A south-easterly had picked up.

‘Now this is a damned sight better than bobbing about in a hot bath,’ Porter called to her. ‘Maggie?’

She said, ‘A breeze. Lovely,’ and she went to sit under the awning in her chair. Alice played with the shell spoons that the crew carved.

Porter kept glancing at Maggie. Surely he must now be able to guess what she was keeping from him. He was standing behind the cabin; she could see only Captain Porter’s head, as if someone had placed it carefully on the cabin roof. It turned and smiled at her, a handsome head. She smiled weakly back at it and then closed her eyes.

Maggie Douglas and William Field Porter had married on Thursday Island and then gone by steamer to Auckland, where she was introduced to his family at Arney-road. She feared they would hate her, but they were overwhelmingly kind.

Within a few short months she was back on Thursday Island at the Residence, and Porter was off pearling. The wedding might as well have been a dream, and sometimes she could believe that it was, that she was the one going mad. Hope was there, of course, but she had her work at the hospital.

Her father was increasingly grumpy and spent much of his time in court and at Pearson’s. It wasn’t what she imagined married life would be at all.

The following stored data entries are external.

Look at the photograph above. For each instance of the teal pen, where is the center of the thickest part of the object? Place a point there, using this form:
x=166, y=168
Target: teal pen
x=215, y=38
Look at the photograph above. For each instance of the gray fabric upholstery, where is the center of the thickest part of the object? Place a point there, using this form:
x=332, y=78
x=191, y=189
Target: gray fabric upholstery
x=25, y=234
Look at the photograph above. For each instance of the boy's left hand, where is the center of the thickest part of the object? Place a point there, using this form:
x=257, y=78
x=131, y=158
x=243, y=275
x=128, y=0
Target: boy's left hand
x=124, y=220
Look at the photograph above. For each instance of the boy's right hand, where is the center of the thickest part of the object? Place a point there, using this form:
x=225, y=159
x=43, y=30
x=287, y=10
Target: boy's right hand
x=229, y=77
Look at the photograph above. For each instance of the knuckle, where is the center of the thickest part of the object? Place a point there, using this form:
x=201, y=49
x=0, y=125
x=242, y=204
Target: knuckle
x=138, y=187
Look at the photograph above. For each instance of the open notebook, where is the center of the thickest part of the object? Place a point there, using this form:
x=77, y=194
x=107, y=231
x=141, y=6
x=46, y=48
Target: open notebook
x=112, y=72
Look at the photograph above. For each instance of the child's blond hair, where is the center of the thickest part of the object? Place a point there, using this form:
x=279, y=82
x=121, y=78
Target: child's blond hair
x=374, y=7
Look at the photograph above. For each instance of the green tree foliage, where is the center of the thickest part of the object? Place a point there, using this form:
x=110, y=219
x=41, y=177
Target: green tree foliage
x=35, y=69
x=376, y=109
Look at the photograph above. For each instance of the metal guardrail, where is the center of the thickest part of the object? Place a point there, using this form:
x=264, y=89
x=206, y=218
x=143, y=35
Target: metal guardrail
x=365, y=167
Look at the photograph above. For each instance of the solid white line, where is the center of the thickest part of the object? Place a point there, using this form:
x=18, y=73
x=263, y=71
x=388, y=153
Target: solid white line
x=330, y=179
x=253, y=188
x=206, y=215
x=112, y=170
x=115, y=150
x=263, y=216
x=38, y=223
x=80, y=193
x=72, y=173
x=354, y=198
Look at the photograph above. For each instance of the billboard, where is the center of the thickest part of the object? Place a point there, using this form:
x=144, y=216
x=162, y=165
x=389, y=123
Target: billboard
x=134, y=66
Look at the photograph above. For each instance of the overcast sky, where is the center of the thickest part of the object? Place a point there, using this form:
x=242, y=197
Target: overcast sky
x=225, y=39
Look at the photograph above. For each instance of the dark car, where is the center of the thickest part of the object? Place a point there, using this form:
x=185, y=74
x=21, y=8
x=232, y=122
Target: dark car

‘Maggie,’ said Porter, when he returned five weeks later and she had frightened him with her intensity. ‘Live with me on the schooner.’

She had told him, half jokingly, her eyes still blurred by tears, that living with head hunters and a hold full of stinking shellfish might be better than living at the Government Residence, but it still wasn’t her idea of a place to raise a family.

He seemed so genuinely hurt by the criticism of his ship that she, briefly, pitied
him.
And that infuriated her; that his pride could in a moment submerge her
months
of anguish.

‘Where do you want to live then?’ he said.

‘With you,’ she said, pressing her head against his chest.

‘What’s wrong with here?’ This said on the Burns Philp Jetty.

‘Well, Paris,’ she said with a quick laugh.

‘What about Auckland?’

‘Will you be there?’ but she knew he would not. She felt tears coming again and she bit her lip.

‘Live aboard the schooner with me, Maggie. It’s not so bad.’

She hit him then, as hard as she could on the arm. Her father was already horrified that she had married a pearler.

‘I’ll talk to him,’ he said.

She’d spent the next few months turning the schooner into a home. The windows of the deckhouse were covered with curtains. She even clipped recipes from magazines and pasted them into a blank ledger: the
Australian Home Journal
,
Mutual Help Bureau
,
Making Good Wives Better.
She began to feel like a wife; at least, she made a good show of it.

But before all of that, on their first night on the schooner, lying crossways in a hammock with their heels on the steps and the cabin door open, the stars before them, Porter suddenly jumped up.